With all the talk of the need (or otherwise) for technology in football, there is something lovingly luddite about the way we decide which teams will play each other in cup competitions. Let's be clear: there are six-year-olds who could design and programme a computer algorithm that would pick out random names from a list. In a world oddly obsessed by putting everything on a screen (Board games! Newspapers! Cashiers at supermarkets!), you would have been forgiven for predicting, oh, ten years ago, that FA Cup draws and Champions League draws (especially Champions League draws) would be wholly digitised affairs by now, all whooshing surfaces and CGI roulette wheels.

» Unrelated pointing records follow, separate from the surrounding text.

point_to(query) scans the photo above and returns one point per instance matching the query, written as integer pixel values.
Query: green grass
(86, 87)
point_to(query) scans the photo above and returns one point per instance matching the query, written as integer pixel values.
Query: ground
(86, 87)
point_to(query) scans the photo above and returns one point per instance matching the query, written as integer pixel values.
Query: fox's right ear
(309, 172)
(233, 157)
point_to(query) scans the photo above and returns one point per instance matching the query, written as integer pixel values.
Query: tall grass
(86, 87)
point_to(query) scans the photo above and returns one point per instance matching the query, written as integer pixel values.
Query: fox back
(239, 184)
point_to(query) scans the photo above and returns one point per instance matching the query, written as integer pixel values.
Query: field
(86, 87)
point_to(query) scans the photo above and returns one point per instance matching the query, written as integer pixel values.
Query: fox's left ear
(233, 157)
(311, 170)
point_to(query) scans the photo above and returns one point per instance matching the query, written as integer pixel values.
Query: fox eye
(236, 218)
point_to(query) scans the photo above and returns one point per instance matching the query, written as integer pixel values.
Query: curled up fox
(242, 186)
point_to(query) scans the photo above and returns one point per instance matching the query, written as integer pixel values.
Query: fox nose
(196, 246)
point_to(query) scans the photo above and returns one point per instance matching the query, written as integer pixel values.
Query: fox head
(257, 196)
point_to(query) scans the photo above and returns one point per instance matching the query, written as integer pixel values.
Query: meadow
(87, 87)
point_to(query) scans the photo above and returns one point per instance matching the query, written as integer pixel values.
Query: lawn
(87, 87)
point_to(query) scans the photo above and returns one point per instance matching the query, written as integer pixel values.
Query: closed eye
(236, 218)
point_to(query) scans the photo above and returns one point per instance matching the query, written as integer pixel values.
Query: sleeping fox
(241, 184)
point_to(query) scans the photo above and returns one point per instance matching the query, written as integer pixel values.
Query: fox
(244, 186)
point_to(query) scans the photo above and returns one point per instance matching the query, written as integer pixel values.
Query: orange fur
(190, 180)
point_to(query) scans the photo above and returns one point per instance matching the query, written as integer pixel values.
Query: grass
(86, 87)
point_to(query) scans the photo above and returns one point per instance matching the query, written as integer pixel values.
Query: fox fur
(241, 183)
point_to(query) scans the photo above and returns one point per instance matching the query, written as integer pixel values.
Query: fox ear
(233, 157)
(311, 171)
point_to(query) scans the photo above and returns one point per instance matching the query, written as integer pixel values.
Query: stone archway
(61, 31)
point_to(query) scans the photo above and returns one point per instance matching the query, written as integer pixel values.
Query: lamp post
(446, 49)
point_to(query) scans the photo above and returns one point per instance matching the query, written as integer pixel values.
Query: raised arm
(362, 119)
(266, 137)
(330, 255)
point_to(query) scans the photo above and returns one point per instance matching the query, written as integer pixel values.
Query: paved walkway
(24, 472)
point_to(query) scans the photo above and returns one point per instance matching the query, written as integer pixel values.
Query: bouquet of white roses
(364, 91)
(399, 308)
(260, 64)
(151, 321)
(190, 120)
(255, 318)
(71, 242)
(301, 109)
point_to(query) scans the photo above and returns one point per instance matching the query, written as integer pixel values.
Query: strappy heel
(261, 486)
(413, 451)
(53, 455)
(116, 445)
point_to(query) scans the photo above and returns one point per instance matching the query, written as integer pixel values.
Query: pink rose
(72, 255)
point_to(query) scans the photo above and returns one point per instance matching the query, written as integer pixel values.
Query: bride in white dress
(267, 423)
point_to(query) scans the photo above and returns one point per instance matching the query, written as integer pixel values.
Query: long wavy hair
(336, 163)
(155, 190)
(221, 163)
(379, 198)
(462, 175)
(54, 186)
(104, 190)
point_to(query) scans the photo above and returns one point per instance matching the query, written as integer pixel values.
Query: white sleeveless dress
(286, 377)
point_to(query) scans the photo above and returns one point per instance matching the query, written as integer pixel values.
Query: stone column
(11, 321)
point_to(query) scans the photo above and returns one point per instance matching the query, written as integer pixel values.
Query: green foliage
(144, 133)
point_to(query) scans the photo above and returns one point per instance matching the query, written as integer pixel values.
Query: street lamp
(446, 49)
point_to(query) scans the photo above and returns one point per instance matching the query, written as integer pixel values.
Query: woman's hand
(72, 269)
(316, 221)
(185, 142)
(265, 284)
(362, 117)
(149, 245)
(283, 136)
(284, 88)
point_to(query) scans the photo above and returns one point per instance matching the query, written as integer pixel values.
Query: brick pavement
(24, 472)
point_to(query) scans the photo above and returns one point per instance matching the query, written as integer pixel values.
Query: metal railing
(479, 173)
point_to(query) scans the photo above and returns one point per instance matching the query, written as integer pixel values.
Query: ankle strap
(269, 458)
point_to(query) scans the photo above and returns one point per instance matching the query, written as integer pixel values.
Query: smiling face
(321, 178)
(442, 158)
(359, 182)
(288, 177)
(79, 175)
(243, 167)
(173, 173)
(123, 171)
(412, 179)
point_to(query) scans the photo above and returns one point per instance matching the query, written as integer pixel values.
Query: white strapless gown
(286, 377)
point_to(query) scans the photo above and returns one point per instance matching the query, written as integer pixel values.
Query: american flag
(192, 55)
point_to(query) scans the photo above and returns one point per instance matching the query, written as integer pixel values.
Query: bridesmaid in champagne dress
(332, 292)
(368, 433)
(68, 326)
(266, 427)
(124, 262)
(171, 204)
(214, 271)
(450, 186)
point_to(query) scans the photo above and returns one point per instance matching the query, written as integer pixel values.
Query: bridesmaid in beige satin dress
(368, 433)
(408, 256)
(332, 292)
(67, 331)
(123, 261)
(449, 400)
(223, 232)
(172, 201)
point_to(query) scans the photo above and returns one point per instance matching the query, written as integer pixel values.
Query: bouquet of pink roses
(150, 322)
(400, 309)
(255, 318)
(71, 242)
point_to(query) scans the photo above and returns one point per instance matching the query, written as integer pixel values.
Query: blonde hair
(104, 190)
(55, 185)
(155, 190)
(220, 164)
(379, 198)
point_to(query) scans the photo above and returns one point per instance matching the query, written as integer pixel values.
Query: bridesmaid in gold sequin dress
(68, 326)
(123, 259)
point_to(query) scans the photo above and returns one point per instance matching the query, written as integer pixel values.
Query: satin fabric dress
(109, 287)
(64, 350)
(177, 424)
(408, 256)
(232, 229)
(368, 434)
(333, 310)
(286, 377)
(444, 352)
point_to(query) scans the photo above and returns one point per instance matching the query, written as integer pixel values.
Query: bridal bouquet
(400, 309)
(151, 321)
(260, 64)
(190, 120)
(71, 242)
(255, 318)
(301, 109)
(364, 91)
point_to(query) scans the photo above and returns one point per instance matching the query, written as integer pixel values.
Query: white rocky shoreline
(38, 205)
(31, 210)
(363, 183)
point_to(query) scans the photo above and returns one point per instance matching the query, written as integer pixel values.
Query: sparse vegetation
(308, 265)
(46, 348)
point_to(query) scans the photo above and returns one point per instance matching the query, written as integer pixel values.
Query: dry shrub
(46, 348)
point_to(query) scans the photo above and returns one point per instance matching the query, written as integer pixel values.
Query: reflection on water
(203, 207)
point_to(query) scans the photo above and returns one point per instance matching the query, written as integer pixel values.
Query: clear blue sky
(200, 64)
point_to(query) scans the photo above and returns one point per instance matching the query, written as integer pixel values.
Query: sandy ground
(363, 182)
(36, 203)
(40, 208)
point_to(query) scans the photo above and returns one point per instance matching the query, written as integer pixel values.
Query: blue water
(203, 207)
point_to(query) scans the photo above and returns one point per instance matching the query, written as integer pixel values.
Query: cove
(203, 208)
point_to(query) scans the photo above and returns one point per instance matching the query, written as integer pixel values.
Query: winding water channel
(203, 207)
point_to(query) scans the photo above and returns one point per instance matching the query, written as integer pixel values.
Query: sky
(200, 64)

But these draws remain proudly (and mercifully) free of such nonsense. Here is a container. Here are four plastic spheres that open if you twist them. Here are pieces of paper (paper!) with names of teams printed on them. Here's a former footballer and some other person you may have - but realistically haven't - heard of. Yes, it's still overblown. Yes, something that takes three or four minutes is dragged out over an hour. Yes, it's less exciting than the TV people seem to think it is. But still: it's one of the few things in the game that nobody has yet seen fit to modernise or revolutionise, and for that we should be thankful.
We should also be thankful that Thursday's draw kept Barcelona and Real Madrid apart in the Champions League semi-finals. With Barça drawing Bayern Munich and Jose Mourinho's side facing Borussia Dortmund, we have been spared (for now, at least) another rerun of El Clasico - the match people claim they want to see, until it actually happens.
El Clasico has afforded diminishing returns for a while now. There was a time, not so long ago, when Real v Barcelona was a relatively niche affair. Then Twitter happened. Ignore all its other functions; Twitter was invented to make El Clasico more annoying. Suddenly you're not watching a football match anymore, but sat in the middle of a live-blogged, unfunnily observed bear pit. There are El Clasico stats accounts, and accounts tweeting stats about the number of stats accounts. Thousands of people are simultaneously trying and failing to say something new about Lionel Messi. Then there are those who think that tweets in the format "x > y" are the zenith of humour. Pepe > Chuck Norris. Eboue > Ronaldo. Life > this.
Of course we don't HAVE to spend the match checking on Twitter, but we inevitably do. (That's a subject for another day, which will never arrive because I'm too busy checking Twitter.) And, y'know, some decent football does occasionally break out in between the Busquets-Pepe-Ramos Acting 101 nonsense. But, given that they've played seven times in the last 12 months alone, we should be glad of the chance to see something different.
Normally at this stage of the season we still have Premier League sides to focus on in Europe. But since Arsenal and Manchester United were eliminated we have been able to spread our love more widely and appreciate more rarified fare: Dortmund, with their breakneck interplay; PSG's nouveau riche glamour; and the riptide ruthlessness of Bayern. We've also seen games that would never have looked like Champions League knockout matches a few seasons ago: Malaga v Porto, Galatasaray v Schalke. It's been different. It's been brilliant.
And now, two more thrilling sets of fixtures. Of course, it would have been ideal had Madrid drawn Bayern (given that Real and Dortmund played twice in the group stage), but the matches still have an air of novelty about them. The final, of course, may still pit Real against Barça, but that looks far from a certainty on current form. One thing is for sure, though: the forthcoming Germany v Spain mini-series will be far more exciting to watch than two overblown, overgrown Clasicos. Vive la différence!